The Skein was created in early 2011 as a way to give a written form to my neverending commentary on the political and social constructs inherent in American culture. The Skein has recently been re-imagined as a place to more fully explore the world as "a succession or series of similar or interrelated things," not just through the complementary lenses of political and sociological study, but from a more humanistic and holistic perspective. The primary "goal" if something like this project has a goal, and is actually anything more than a wind-lofted seed driven by the order of chaos is to incorporate more personal and emotional content, steadily moving closer to an accurate reflection of who I am and what I think as a woman, a liberal, a feminist, and a writer, without filters of assumed and arbitrary propriety.
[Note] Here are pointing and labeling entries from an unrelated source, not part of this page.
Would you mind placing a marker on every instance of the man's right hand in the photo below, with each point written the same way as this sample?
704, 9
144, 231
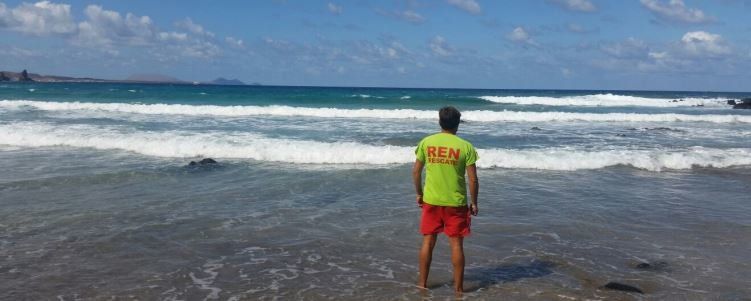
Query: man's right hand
473, 209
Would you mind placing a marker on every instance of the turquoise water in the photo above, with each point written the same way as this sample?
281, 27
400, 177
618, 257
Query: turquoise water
312, 196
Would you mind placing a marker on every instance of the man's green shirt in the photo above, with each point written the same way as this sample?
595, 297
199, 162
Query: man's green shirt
446, 158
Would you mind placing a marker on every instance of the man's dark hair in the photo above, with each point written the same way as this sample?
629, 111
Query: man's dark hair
449, 118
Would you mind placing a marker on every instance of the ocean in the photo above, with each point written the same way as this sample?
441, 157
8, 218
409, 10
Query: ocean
312, 198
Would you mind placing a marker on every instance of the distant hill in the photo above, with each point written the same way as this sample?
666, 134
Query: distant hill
224, 81
23, 76
153, 78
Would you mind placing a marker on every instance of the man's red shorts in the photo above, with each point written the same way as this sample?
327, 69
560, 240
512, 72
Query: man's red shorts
454, 221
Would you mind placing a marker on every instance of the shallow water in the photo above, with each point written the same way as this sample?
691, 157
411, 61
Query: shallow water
157, 230
312, 198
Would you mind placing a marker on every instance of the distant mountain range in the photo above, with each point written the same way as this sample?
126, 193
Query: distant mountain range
135, 78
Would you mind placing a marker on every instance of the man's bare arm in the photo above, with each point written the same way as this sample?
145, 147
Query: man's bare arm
417, 180
474, 187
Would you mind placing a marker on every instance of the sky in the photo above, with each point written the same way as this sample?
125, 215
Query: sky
684, 45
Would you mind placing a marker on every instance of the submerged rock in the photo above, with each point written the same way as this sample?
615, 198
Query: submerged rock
652, 266
206, 161
622, 287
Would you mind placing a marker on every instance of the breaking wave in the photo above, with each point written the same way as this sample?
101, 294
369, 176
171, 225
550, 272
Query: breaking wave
277, 110
234, 145
606, 100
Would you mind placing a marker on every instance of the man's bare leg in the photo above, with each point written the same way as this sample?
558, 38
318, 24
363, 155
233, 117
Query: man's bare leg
457, 259
426, 256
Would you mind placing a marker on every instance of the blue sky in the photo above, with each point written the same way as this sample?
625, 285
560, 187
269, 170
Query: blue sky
539, 44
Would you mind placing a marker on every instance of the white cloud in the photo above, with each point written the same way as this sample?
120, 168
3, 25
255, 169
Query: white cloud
702, 43
470, 6
40, 18
334, 9
676, 11
190, 26
520, 35
410, 16
630, 49
440, 47
407, 16
107, 27
576, 5
234, 42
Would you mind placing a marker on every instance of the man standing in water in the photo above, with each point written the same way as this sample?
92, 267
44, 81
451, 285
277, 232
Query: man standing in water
444, 199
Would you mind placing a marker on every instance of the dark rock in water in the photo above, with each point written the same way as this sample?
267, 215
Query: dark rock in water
744, 104
203, 162
653, 266
25, 77
622, 287
664, 129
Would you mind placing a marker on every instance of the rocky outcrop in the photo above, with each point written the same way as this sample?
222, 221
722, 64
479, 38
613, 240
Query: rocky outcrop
743, 104
25, 77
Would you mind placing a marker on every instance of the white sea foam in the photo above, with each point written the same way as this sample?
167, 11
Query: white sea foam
606, 100
365, 96
275, 110
180, 144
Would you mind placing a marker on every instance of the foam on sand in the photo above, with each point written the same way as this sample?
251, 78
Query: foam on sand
275, 110
237, 145
606, 100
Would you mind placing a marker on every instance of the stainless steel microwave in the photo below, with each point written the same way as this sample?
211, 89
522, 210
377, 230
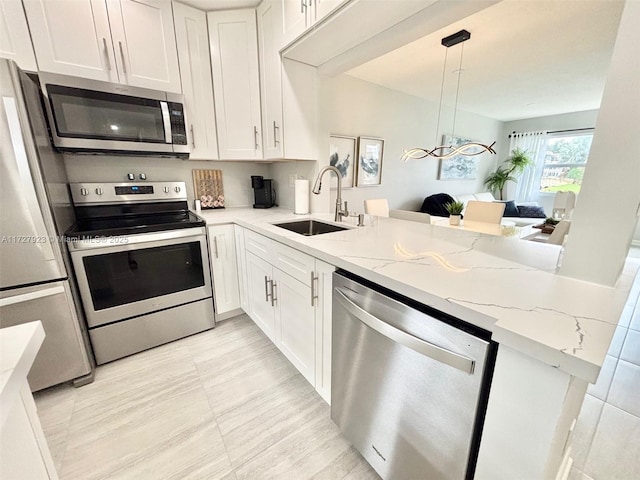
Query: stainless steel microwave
90, 116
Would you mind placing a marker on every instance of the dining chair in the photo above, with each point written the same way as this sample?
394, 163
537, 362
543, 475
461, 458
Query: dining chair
563, 204
377, 206
484, 212
411, 216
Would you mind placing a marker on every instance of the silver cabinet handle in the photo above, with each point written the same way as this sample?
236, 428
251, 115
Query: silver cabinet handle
266, 288
106, 53
124, 63
273, 294
314, 294
430, 350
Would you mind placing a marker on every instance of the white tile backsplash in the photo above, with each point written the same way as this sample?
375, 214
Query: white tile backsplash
615, 452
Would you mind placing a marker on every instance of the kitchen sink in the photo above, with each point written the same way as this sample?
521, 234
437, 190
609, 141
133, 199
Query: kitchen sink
310, 227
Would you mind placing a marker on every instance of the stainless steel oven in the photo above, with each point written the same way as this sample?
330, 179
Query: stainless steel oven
142, 265
129, 275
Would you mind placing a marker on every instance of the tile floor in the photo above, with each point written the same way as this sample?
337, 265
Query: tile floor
224, 404
606, 442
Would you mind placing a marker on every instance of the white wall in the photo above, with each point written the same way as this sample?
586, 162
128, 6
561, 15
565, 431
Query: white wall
236, 176
601, 231
352, 107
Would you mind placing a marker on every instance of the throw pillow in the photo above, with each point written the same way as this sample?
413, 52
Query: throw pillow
531, 211
510, 208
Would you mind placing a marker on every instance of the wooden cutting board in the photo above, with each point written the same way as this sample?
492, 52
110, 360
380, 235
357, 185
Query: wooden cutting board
207, 185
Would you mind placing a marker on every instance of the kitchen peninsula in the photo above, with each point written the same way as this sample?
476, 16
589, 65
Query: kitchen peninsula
553, 332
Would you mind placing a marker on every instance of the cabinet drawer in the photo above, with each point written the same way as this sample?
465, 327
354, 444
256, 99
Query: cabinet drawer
293, 262
258, 244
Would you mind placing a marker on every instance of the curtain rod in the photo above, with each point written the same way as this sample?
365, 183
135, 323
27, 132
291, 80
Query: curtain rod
562, 131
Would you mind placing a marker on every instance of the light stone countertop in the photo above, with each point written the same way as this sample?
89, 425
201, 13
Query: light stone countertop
19, 346
505, 285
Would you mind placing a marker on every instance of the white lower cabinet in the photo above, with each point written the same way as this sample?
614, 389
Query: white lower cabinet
224, 269
289, 297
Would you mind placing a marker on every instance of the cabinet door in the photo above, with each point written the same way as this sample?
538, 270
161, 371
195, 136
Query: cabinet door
15, 40
224, 268
299, 91
295, 325
72, 38
145, 44
261, 310
195, 73
269, 39
322, 288
296, 18
241, 260
234, 56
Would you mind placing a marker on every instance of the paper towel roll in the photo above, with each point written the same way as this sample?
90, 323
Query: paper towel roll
301, 198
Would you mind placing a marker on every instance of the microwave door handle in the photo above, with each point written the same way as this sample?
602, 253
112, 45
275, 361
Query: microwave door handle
427, 349
166, 120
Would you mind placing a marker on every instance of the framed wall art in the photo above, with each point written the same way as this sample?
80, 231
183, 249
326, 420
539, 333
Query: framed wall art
459, 167
369, 161
342, 155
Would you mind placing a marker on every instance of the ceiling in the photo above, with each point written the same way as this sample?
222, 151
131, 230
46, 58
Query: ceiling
209, 5
525, 58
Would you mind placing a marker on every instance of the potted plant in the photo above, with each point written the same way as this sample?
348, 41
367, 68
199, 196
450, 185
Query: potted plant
507, 172
455, 210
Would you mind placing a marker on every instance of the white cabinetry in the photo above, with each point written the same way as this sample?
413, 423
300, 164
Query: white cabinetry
127, 41
15, 41
289, 296
269, 40
234, 57
195, 73
224, 268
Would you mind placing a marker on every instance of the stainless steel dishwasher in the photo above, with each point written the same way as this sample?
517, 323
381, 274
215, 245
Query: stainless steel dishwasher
409, 384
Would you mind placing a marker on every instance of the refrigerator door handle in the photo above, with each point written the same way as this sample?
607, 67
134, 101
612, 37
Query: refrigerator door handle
27, 297
24, 172
401, 337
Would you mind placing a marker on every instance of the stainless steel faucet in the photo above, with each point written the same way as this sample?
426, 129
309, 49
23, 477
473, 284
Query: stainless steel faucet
340, 213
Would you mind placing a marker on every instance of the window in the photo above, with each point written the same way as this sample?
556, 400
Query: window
564, 161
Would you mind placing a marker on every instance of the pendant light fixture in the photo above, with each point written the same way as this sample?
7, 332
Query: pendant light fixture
446, 151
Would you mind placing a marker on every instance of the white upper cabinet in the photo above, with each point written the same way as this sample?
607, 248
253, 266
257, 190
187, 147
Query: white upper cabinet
72, 38
269, 39
234, 57
145, 43
195, 72
127, 41
15, 41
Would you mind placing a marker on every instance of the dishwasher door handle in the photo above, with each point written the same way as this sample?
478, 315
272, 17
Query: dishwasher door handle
430, 350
It's a work in progress, and aims to stay that way.
- Julia R. Gordon

http://theskeinblog.com

 

Christian Peet Would Prefer to Discuss Something Else
"Unpopular narratives" is probably the best description of what I write, whether on my website or in magazines and books. I doubt that will change much in the future, should someone visit my site via Trickhouse years from now.
- Christian Peet

http://www.christianpeet.com/

 

Was Jack Kerouac a Punjabi?
A Day in the Life of a Naropa University Writing Professor
I teach writing in The Jack Kerouac School of Disembodied Poetics at Naropa University in Boulder, Colorado. In other words, I did not imagine for one moment that this would happen. I planned for other things. Dentistry. Film. Prague. This is not a problem. In other news, my blog is "not right" and I would advise against reading it as some kind of promotional material. Read it only when in need of cheering up. At the end of a long day. For a quick, neutral yet not unpleasant "boost."
- Bhanu Kapil

http://jackkerouacispunjabi.blogspot.com/

 

The Dictionary Project
For The Dictionary Project, I close my eyes and run my fingers through a dictionary and then across the page I fall upon; whatever word my index finger lands on is, without exception, the next Dictionary Project word. I'm interested in what happens when chance intersects with language, what happens when we revisit words that are outdated or have changed meanings, what happens when our day-to-day lives, experiences, and thoughts intersect and complicate the words and definitions we encounter. Every word in every dictionary is expansive beyond measure, with endless room for meaning to be rooted out and sorted through and divvied up, and I see The Dictionary Project as also expansive in this way.
- Lisa O’Neill

http://dictionaryproject.wordpress.com

 

You Were Here
without the wishing

Last year, I started this collaborative blog project, because I was thinking about the postcards I had been swapping with friends living in Germany and South Africa. When their postcards would arrive in the mail, I was excited and nourished by these fragments of their lives and thoughts. I set up You Were Here to explore the kinds of collaborations and communication that could happen with 20 artists from 20 cities posting virtual postcards (words, photos, audio recordings, video projects, rants, and calls for help) for 20 days.